Para Víctor Salas, economista y académico de la USACH, el escenario económico de los próximos tres años no garantiza un futuro auspicioso para el financiamiento del FES.

Desde una perspectiva más crítica, Constanza Lara, directora legal de Acción Educar, sostiene que el FES presenta serios problemas de sostenibilidad fiscal y que, incluso, podría resultar más costoso que el CAE.

Lara cita al Consejo Fiscal Autónomo, que ha señalado que el FES, evaluado de manera aislada, es deficitario. “El ahorro que se pretende con el proyecto no viene dado por el FES, sino por otros elementos, como la postergación de la ampliación de la gratuidad o la eliminación de becas”, argumenta.

A su juicio, uno de los principales riesgos técnicos es asumir una recuperación del 100% de quienes debieran pagar, un supuesto que ya ha fallado en experiencias previas. Y aunque valora que se haya corregido la eliminación total del copago, sostiene que las reglas siguen siendo insuficientes para aliviar la presión financiera que enfrentan las universidades.

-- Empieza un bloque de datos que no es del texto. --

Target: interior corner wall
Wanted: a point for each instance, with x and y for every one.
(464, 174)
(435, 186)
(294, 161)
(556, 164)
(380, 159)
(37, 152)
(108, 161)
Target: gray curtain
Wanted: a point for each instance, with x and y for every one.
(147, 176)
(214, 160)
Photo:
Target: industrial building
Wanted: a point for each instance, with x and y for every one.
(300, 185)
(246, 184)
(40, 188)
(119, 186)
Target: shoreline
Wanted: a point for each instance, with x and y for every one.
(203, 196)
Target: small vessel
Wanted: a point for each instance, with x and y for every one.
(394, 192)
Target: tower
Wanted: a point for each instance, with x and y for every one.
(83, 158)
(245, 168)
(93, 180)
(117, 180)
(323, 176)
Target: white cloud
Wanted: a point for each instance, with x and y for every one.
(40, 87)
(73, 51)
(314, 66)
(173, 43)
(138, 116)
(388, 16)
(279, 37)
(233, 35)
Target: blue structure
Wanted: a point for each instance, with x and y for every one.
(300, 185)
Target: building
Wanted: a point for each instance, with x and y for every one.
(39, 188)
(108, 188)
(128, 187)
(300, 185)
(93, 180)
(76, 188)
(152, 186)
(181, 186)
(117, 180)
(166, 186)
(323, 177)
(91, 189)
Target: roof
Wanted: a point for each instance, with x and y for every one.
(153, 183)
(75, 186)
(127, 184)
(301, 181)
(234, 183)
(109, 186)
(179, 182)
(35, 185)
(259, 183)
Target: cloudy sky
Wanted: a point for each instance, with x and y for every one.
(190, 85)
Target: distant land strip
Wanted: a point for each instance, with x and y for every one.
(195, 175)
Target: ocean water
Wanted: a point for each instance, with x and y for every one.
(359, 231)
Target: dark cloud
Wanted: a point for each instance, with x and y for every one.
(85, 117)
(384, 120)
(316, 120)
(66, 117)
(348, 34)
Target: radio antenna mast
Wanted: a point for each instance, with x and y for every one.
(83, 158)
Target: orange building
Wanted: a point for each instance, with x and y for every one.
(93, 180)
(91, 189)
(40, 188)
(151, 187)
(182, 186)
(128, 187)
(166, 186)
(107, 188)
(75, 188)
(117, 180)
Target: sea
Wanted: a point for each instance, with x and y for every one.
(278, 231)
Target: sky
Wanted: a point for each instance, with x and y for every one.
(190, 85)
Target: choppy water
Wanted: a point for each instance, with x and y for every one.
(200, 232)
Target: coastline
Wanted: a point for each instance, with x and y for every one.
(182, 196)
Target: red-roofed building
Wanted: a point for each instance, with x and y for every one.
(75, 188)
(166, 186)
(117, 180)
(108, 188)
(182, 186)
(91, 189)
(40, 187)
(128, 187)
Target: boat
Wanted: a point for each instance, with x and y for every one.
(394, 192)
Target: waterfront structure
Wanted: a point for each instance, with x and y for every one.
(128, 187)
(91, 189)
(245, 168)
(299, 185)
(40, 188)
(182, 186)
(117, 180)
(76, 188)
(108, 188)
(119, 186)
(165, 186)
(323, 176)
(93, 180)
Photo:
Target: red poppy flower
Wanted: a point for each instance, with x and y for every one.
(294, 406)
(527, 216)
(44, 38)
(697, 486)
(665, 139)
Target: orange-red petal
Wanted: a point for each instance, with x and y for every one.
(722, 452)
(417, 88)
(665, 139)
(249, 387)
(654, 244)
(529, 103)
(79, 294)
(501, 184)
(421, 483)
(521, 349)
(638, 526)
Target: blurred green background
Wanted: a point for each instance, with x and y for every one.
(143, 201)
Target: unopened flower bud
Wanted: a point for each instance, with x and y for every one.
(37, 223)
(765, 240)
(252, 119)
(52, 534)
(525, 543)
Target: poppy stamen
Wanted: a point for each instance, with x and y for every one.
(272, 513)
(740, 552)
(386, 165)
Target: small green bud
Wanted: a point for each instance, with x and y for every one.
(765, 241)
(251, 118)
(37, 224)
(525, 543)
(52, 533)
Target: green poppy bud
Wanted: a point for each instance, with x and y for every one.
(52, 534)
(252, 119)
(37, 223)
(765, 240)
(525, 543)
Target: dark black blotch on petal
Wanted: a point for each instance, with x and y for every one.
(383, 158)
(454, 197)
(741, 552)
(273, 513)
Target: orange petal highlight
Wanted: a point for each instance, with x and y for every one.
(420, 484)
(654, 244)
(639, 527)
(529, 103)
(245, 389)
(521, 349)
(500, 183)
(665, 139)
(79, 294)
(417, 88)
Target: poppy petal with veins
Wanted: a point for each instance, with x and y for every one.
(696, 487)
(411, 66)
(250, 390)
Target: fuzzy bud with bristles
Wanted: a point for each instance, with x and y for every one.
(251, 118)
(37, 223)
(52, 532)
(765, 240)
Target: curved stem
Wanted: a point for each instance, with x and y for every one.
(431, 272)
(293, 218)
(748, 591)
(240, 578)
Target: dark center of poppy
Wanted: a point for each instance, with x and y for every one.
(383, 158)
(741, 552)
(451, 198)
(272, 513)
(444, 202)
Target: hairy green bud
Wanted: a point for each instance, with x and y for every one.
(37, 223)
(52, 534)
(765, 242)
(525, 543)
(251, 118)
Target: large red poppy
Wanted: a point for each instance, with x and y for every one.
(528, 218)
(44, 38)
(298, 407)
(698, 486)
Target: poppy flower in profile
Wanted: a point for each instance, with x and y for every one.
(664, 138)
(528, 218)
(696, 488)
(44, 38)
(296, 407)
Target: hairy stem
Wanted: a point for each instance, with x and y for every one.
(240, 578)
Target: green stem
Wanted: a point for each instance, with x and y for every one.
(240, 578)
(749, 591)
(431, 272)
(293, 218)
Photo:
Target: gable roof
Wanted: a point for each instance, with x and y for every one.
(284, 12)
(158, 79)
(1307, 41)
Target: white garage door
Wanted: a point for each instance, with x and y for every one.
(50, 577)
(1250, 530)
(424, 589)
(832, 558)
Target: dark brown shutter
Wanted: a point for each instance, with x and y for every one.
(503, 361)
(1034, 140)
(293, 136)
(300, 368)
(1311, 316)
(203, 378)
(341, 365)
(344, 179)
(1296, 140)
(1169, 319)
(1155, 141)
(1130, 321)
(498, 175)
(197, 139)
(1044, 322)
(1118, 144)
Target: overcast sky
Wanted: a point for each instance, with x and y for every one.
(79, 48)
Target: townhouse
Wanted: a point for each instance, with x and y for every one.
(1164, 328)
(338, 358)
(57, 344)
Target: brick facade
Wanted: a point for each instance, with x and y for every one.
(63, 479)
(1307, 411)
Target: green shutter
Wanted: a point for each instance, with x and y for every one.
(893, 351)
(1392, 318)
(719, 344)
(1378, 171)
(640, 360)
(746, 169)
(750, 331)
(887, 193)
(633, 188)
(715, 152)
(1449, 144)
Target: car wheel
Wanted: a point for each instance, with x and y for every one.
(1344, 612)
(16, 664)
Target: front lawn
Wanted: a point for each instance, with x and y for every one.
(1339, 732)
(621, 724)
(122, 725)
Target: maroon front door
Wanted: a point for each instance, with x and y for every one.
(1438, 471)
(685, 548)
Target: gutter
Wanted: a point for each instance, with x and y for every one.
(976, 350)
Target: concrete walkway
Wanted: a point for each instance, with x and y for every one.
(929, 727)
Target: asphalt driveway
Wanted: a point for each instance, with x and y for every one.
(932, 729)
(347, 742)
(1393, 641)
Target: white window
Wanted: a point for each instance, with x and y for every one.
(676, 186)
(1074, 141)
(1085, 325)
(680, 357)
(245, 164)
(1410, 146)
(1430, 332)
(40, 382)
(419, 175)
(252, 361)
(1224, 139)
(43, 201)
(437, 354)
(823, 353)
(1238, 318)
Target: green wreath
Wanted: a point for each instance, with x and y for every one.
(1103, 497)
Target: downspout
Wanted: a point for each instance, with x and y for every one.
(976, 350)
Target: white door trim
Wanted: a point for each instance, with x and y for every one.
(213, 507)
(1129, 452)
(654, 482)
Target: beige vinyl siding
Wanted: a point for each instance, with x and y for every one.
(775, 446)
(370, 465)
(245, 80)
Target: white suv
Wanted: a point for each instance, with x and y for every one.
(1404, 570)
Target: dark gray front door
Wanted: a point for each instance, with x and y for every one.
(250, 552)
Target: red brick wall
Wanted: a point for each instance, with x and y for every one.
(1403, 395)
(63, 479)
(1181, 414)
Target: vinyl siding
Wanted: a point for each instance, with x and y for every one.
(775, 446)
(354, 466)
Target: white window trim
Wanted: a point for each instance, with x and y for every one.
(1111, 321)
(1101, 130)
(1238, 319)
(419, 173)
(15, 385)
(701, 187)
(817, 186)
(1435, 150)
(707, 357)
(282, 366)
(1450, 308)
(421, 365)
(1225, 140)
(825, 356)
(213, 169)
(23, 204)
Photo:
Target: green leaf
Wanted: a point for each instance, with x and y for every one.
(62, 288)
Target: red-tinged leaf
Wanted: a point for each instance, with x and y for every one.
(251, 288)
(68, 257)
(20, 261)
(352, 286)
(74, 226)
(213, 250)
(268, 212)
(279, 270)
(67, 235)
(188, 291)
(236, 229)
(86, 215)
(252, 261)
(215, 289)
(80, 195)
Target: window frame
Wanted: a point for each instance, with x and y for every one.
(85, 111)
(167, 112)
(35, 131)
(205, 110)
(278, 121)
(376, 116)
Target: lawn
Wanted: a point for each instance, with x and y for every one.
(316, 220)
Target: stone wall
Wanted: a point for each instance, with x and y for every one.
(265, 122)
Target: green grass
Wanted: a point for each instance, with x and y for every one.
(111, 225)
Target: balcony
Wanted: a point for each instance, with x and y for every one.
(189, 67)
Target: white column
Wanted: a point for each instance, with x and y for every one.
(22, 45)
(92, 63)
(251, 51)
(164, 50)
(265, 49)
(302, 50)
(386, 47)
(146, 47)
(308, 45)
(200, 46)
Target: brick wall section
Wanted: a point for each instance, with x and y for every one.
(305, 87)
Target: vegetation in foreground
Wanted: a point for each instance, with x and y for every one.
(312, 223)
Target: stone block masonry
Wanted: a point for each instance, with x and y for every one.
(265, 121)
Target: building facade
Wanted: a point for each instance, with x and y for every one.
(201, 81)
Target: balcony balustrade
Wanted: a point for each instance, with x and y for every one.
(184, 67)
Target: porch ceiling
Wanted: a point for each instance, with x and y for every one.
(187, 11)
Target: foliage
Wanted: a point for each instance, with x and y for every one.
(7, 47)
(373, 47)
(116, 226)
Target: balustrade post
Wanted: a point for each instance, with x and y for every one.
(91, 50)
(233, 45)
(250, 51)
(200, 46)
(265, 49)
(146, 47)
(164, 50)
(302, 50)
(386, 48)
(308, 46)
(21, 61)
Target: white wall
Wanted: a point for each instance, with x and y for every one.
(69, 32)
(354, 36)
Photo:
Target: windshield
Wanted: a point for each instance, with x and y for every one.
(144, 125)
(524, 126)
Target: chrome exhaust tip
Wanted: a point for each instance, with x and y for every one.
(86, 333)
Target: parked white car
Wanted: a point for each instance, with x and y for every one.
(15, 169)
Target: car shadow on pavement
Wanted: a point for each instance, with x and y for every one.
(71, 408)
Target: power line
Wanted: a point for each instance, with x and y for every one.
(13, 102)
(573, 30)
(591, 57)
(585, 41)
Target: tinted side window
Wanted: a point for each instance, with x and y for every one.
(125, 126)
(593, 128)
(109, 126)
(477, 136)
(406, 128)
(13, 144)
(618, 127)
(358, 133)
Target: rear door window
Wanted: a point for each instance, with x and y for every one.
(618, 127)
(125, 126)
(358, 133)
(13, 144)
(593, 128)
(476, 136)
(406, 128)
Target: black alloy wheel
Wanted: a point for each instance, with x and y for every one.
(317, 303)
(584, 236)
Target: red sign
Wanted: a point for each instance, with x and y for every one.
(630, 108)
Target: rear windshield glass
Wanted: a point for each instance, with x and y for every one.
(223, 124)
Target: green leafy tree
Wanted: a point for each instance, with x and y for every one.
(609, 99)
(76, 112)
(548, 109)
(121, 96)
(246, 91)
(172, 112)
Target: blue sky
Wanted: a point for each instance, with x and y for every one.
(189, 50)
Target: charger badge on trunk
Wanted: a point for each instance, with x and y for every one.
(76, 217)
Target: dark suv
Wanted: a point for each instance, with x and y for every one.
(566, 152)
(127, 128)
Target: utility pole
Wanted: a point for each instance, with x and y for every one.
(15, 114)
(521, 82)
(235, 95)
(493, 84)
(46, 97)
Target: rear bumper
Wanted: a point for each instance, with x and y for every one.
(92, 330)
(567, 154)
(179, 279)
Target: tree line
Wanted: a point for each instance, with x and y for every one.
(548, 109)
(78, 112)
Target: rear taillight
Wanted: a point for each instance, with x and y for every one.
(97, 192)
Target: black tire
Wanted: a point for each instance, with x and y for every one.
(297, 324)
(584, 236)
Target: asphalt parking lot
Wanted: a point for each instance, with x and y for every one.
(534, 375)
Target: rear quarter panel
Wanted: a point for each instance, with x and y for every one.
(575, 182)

“Los recursos actuales no permiten invertir en innovación, investigación o vinculación con el medio, exigencias clave para la acreditación”, advierte.

Considerando que quedan sólo semanas para el cambio de mando, y que el proyecto podría archivarse o dilatarse indefinidamente, ¿qué alternativas reales existen de que sea aprobado?

El exministro Figueroa dice: “Lo que corresponde, a mi juicio, es seguir perfeccionando este sistema de crédito. Si se avanza en ese perfeccionamiento, es posible consolidar una combinación virtuosa entre becas y créditos”.

El escenario de un rechazo legislativo no está descartado. En ese caso, Víctor Salas, de la USACH, plantea que los ajustes prioritarios pasan por rediseñar completamente el modelo de crédito: sacar a la banca como intermediario, trasladar el cobro al agente tributario, permitir pagos anticipados y establecer copagos flexibles.

Por su parte, Carlos Williamson dice que postergar la decisión agrava el problema. La pregunta ya no es si el CAE debe cambiar, sino cómo y cuándo. Y el tiempo, tanto de la propuesta original como el posible debate en el Congreso, se está acabando.